Efficient Adaptation of Multilingual Models for Japanese ASR
Journal:
arXiv
Published Date:
Dec 14, 2024
Abstract
This study explores fine-tuning multilingual ASR (Automatic Speech
Recognition) models, specifically OpenAI's Whisper-Tiny, to improve performance
in Japanese. While multilingual models like Whisper offer versatility, they
often lack precision in specific languages. Conversely, monolingual models like
ReazonSpeech excel in language-specific tasks but are less adaptable. Using
Japanese-specific datasets and Low-Rank Adaptation (LoRA) along with end-to-end
(E2E) training, we fine-tuned Whisper-Tiny to bridge this gap.
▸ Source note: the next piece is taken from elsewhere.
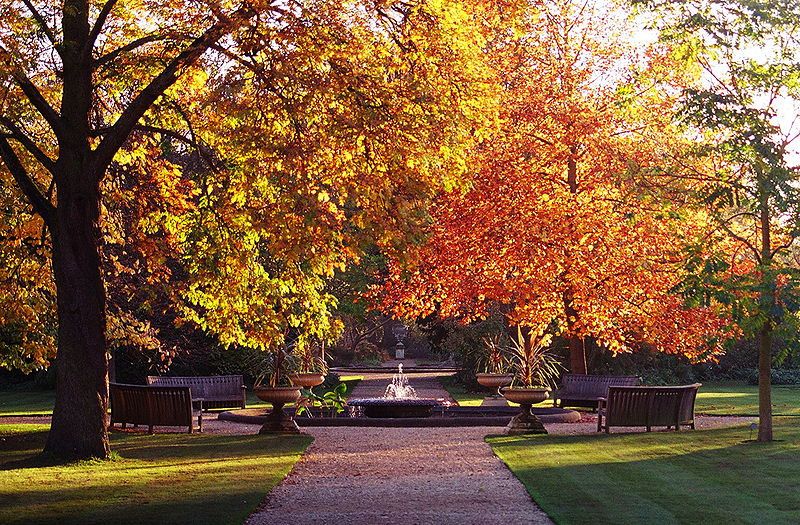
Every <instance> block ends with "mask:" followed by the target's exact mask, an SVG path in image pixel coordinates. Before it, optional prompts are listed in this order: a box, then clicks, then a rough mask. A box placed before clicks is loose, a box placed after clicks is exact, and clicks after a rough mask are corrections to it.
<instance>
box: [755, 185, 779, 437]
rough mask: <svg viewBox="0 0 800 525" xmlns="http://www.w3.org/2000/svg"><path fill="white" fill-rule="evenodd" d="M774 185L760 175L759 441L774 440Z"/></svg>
mask: <svg viewBox="0 0 800 525" xmlns="http://www.w3.org/2000/svg"><path fill="white" fill-rule="evenodd" d="M770 195H771V192H770V186H769V184H767V177H766V176H765V175H764V174H763V173H759V177H758V197H759V212H760V213H759V222H760V225H759V226H760V229H761V232H760V233H761V266H762V268H763V270H762V276H763V277H762V282H761V286H762V287H763V290H762V292H761V293H760V297H759V305H760V309H761V312H760V313H761V314H762V315H763V316H764V321H763V324H762V325H761V329H760V330H759V332H758V440H759V441H772V331H773V330H774V326H775V324H774V322H775V321H774V319H773V317H772V312H773V311H774V309H775V307H776V299H777V298H776V296H775V277H774V276H773V274H772V272H771V269H772V268H771V267H772V240H771V237H772V223H771V221H770V203H769V199H770Z"/></svg>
Our results show
that fine-tuning reduced Whisper-Tiny's Character Error Rate (CER) from 32.7 to
20.8 with LoRA and to 14.7 with end-to-end fine-tuning, surpassing
Whisper-Base's CER of 20.2. However, challenges with domain-specific terms
remain, highlighting the need for specialized datasets. These findings
demonstrate that fine-tuning multilingual models can achieve strong
language-specific performance while retaining their flexibility. This approach
provides a scalable solution for improving ASR in resource-constrained
environments and languages with complex writing systems like Japanese.